Returns headers and an iterator where each row is returned as a list.

When a list of urls is supplied (in url), then the has_hxl flag indicates if the files are HXLated so that the HXL row is only included from the first file. The headers argument is either a row number or list of row numbers (in case of multi-line headers) to be considered as headers (rows start counting at 1), or the actual headers defined as a list of strings. It defaults to 1 and cannot be None.

Optionally, headers can be inserted at specific positions. This is achieved using the header_insertions argument. If supplied, it is a list of tuples of the form (position, header) to be inserted. A function is called for each row. If supplied, it takes as arguments: headers (prior to any insertions) and row (which will be in dict or list form depending upon the dict_rows argument) and outputs a modified row or None to ignore the row.

Arguments:

  • url Union[str, ListTuple[str]] - A single or list of URLs or paths to read from
  • has_hxl bool - Whether files have HXL hashtags. Ignored for single url. Defaults to False.
  • headers Union[int, ListTuple[int], ListTuple[str]] - Number of row(s) containing headers or list of headers. Defaults to 1.
  • include_headers bool - Whether to include headers in iterator. Defaults to True.
  • ignore_blank_rows bool - Whether to ignore blank rows. Defaults to True.
  • infer_types bool - Whether to infer types. Defaults to False (strings).
  • header_insertions Optional[ListTuple[Tuple[int,str]]] - List of (position, header) to insert. Defaults to None.
  • row_function Optional[Callable[[List[str],ListDict],ListDict]] - Function to call for each row. Defaults to None. **kwargs:
  • format Optional[str] - Type of file. Defaults to inferring.
  • file_type Optional[str] - Type of file. Defaults to inferring.
  • encoding Optional[str] - Type of encoding. Defaults to inferring.
  • compression Optional[str] - Type of compression. Defaults to inferring.
  • delimiter Optional[str] - Delimiter for values in csv rows. Defaults to inferring.
  • skip_initial_space bool - Ignore whitespace straight after delimiter. Defaults to False.
  • sheet Optional[Union[int, str] - Sheet in Excel. Defaults to inferring.
  • fill_merged_cells bool - Whether to fill merged cells. Defaults to True.
  • http_session Session - Session object to use. Defaults to downloader session.
  • columns Union[ListTuple[int], ListTuple[str], None] - Columns to pick. Defaults to all.
  • default_type Optional[str] - Default field type if infer_types False. Defaults to string.
  • float_numbers bool - Use float not Decimal if infer_types True. Defaults to True.
  • null_values List[Any] - Values that will return None. Defaults to [""].
  • dialect Dialect - This can be set to override the above. See Frictionless docs.
  • detector Detector - This can be set to override the above. See Frictionless docs.
  • layout Layout - This can be set to override the above. See Frictionless docs.
  • schema Schema - This can be set to override the above. See Frictionless docs.

Returns:

  • Tuple[List[str],Iterator[List]] - Tuple (headers, iterator where each row is a list)

get_tabular_rows_as_dict

def get_tabular_rows_as_dict(
        url: Union[str, ListTuple[str]],
        has_hxl: bool = False,
        headers: Union[int, ListTuple[int], ListTuple[str]] = 1,
        ignore_blank_rows: bool = True,
        infer_types: bool = False,
        header_insertions: Optional[ListTuple[Tuple[int, str]]] = None,
        row_function: Optional[Callable[[List[str], ListDict],
                                        ListDict]] = None,
        **kwargs: Any) -> Tuple[List[str], Iterator[Dict]]

[view_source]

Returns headers and an iterator where each row is returned as a dictionary.

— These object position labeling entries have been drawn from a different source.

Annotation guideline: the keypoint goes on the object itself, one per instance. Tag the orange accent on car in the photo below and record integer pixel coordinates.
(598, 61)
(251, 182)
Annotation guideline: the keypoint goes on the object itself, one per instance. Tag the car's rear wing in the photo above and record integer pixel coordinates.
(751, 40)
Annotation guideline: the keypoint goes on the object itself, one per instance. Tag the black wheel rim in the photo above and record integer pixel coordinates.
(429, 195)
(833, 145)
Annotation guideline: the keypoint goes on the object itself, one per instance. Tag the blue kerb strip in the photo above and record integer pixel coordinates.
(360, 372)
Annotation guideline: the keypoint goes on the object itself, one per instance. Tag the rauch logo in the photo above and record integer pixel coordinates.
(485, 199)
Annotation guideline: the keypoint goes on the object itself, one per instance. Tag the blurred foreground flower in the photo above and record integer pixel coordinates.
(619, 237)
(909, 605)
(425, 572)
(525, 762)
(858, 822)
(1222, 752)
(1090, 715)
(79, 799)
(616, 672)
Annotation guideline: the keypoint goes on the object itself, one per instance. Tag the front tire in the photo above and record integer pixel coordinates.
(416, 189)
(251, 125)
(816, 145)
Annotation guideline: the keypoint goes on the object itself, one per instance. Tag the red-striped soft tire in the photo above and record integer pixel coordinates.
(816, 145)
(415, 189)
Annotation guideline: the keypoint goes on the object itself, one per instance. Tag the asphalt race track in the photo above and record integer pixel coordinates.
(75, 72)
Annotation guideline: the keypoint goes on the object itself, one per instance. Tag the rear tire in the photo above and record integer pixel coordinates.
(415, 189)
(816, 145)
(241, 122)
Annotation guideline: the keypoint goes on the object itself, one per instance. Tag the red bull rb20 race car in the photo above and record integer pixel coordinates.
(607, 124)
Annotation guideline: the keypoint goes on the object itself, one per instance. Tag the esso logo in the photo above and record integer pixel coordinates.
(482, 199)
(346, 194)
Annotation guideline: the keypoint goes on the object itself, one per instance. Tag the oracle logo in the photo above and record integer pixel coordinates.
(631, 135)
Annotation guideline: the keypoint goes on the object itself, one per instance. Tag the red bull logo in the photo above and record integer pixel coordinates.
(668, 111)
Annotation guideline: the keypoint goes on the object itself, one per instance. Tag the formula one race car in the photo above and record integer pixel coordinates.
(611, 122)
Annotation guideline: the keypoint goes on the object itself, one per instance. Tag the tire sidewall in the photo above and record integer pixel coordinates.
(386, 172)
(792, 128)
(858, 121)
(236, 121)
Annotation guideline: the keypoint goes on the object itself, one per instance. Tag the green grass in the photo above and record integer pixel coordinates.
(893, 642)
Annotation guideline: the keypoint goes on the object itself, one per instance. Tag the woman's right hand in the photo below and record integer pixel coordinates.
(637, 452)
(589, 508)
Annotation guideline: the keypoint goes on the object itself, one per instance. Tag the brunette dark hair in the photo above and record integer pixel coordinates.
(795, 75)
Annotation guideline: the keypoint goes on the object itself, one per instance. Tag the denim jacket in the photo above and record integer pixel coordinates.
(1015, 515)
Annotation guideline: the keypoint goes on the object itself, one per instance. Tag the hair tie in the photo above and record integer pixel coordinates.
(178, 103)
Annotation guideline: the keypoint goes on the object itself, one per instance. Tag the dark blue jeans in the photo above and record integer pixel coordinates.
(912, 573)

When a list of urls is supplied (in url), then the has_hxl flag indicates if the files are HXLated so that the HXL row is only included from the first file. The headers argument is either a row number or list of row numbers (in case of multi-line headers) to be considered as headers (rows start counting at 1), or the actual headers defined as a list of strings. It defaults to 1 and cannot be None.

Optionally, headers can be inserted at specific positions. This is achieved using the header_insertions argument. If supplied, it is a list of tuples of the form (position, header) to be inserted. A function is called for each row. If supplied, it takes as arguments: headers (prior to any insertions) and row (which will be in dict or list form depending upon the dict_rows argument) and outputs a modified row or None to ignore the row.

Arguments:

  • url Union[str, ListTuple[str]] - A single or list of URLs or paths to read from
  • has_hxl bool - Whether files have HXL hashtags. Ignored for single url. Defaults to False.
  • headers Union[int, ListTuple[int], ListTuple[str]] - Number of row(s) containing headers or list of headers. Defaults to 1.
  • ignore_blank_rows bool - Whether to ignore blank rows. Defaults to True.
  • infer_types bool - Whether to infer types. Defaults to False (strings).
  • header_insertions Optional[ListTuple[Tuple[int,str]]] - List of (position, header) to insert. Defaults to None.
  • row_function Optional[Callable[[List[str],ListDict],ListDict]] - Function to call for each row. Defaults to None. **kwargs:
  • format Optional[str] - Type of file. Defaults to inferring.
  • file_type Optional[str] - Type of file. Defaults to inferring.
  • encoding Optional[str] - Type of encoding. Defaults to inferring.
  • compression Optional[str] - Type of compression. Defaults to inferring.
  • delimiter Optional[str] - Delimiter for values in csv rows. Defaults to inferring.
  • skip_initial_space bool - Ignore whitespace straight after delimiter. Defaults to False.
  • sheet Optional[Union[int, str] - Sheet in Excel. Defaults to inferring.
  • fill_merged_cells bool - Whether to fill merged cells. Defaults to True.
  • http_session Session - Session object to use. Defaults to downloader session.
  • columns Union[ListTuple[int], ListTuple[str], None] - Columns to pick. Defaults to all.
  • default_type Optional[str] - Default field type if infer_types False. Defaults to string.
  • float_numbers bool - Use float not Decimal if infer_types True. Defaults to True.
  • null_values List[Any] - Values that will return None. Defaults to [""].
  • dialect Dialect - This can be set to override the above. See Frictionless docs.
  • detector Detector - This can be set to override the above. See Frictionless docs.
  • layout Layout - This can be set to override the above. See Frictionless docs.
  • schema Schema - This can be set to override the above. See Frictionless docs.

Returns:

Tuple[List[str], Iterator[Dict]]: Tuple (headers, iterator where each row is a dictionary)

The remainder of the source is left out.